Extract key value pairs from dict in pandas column using list items in another column-CodePudding

Trying to create a new column that is the key/value pairs extracted from a dict in another column using list items in a second column.

Sample Data:

names             name_dicts
['Mary', 'Joe']   {'Mary':123, 'Ralph':456, 'Joe':789}

Expected Result:

names             name_dicts                              new_col
['Mary', 'Joe']   {'Mary':123, 'Ralph':456, 'Joe':789}    {'Mary':123, 'Joe':789}

I have attempted to use AST to convert the name_dicts column to a column of true dictionaries.

This function errored out with a "cannot convert string" error.

col here is the df['name_dicts'] col

def get_name_pairs(col):
    for k,v in col.items():
        if k.isin(df['names']):
            return

CodePudding user response：

Using a list comprehension and operator.itemgetter:

from operator import itemgetter

df['new_col'] = [dict(zip(l, itemgetter(*l)(d)))
                 for l,d in zip(df['names'], df['name_dicts'])]

output:

         names                               name_dicts                    new_col
0  [Mary, Joe]  {'Mary': 123, 'Ralph': 456, 'Joe': 789}  {'Mary': 123, 'Joe': 789}

used input:

df = pd.DataFrame({'names': [['Mary', 'Joe']],
                   'name_dicts': [{'Mary':123, 'Ralph':456, 'Joe':789}]
                  })

CodePudding user response：

You can apply a lambda function with dictionary comprehension at row level to get the values from the dict in second column based on the keys in the list of first column:

# If col values are stored as string:
import ast
for col in df:
    df[col] = df[col].apply(ast.literal_eval)

df['new_col']=df.apply(lambda x: {k:x['name_dicts'].get(k,0) for k in x['names']},
                         axis=1)

# Replace above lambda by
# lambda x: {k:x['name_dicts'][k] for k in x['names']  if k in x['name_dicts']}
# If you want to include only key/value pairs for the key that is in
# both the list and the dictionary

         names  ...                    new_col
0  [Mary, Joe]  ...  {'Mary': 123, 'Joe': 789}
[1 rows x 3 columns]

PS: ast.literal_eval runs without error for the sample data you have posted for above code.

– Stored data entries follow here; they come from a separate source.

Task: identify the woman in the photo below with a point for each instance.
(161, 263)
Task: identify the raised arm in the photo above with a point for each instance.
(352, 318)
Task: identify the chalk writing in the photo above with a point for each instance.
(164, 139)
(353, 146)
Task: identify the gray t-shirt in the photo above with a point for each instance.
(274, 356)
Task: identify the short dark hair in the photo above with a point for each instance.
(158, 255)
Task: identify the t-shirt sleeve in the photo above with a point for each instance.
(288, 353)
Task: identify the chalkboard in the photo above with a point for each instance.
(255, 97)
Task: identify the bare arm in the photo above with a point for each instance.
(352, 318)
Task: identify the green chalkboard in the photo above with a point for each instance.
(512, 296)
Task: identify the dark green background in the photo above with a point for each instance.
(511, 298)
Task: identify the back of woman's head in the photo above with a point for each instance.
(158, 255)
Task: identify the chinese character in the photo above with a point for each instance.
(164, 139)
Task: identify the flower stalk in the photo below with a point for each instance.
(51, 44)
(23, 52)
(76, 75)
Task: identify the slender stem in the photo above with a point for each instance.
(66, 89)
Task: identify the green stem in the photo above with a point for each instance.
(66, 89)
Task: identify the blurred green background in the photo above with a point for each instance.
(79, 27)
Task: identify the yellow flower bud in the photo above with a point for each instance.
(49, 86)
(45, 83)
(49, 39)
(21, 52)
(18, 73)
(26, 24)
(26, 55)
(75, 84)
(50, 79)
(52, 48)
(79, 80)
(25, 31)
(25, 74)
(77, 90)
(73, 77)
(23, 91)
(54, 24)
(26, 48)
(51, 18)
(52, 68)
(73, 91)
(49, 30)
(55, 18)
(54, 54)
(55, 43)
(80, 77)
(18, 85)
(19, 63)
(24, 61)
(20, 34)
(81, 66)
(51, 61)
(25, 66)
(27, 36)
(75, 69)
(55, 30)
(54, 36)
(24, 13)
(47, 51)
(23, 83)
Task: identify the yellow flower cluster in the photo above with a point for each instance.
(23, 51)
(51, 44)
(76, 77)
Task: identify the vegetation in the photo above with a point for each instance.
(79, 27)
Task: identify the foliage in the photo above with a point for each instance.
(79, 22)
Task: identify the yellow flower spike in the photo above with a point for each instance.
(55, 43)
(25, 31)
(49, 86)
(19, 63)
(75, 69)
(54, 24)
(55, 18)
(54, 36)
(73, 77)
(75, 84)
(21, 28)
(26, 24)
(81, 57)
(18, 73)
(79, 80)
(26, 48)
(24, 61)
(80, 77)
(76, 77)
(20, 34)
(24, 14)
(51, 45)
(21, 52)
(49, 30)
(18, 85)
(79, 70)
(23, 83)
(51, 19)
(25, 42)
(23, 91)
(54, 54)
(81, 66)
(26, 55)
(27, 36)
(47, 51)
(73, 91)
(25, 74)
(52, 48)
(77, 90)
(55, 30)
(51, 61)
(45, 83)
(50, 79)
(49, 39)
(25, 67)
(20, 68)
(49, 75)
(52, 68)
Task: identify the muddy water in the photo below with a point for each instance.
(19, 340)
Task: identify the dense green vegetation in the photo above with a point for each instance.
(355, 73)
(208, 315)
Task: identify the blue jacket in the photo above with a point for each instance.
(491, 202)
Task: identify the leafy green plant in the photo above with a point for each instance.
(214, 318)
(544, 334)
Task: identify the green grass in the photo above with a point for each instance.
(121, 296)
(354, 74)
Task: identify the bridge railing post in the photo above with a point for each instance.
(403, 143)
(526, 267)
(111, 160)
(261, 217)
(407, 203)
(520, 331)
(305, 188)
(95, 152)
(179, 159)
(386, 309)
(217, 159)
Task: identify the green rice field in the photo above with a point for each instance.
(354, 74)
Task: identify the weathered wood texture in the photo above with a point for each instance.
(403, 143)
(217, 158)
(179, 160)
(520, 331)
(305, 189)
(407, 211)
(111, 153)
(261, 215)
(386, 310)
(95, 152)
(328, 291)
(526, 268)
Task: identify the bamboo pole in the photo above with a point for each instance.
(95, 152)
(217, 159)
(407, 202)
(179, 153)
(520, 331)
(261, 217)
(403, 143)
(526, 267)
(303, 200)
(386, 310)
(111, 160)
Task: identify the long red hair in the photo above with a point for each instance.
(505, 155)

CodePudding user response：

Your function needs only small change - and you can use it with .apply()

import pandas as pd

df = pd.DataFrame({
    'names': [['Mary', 'Joe']],
    'name_dicts': [{'Mary':123, 'Ralph':456, 'Joe':789}],
})

def filter_data(row):
    result = {}
    for key, val in row['name_dicts'].items():
        if key in row['names']:
            result[key] = val
    return result

df['new_col'] = df.apply(filter_data, axis=1)

print(df.to_string())

Result:

         names                               name_dicts                    new_col
0  [Mary, Joe]  {'Mary': 123, 'Ralph': 456, 'Joe': 789}  {'Mary': 123, 'Joe': 789}

EDIT:

If you have string "{'Mary':123, 'Ralph':456, 'Joe':789}" in name_dicts then you can replace ' with " and you will have json which you can convert to dictionary using json.loads

import json
df['name_dicts'] = df['name_dicts'].str.replace("'", '"').apply(json.loads)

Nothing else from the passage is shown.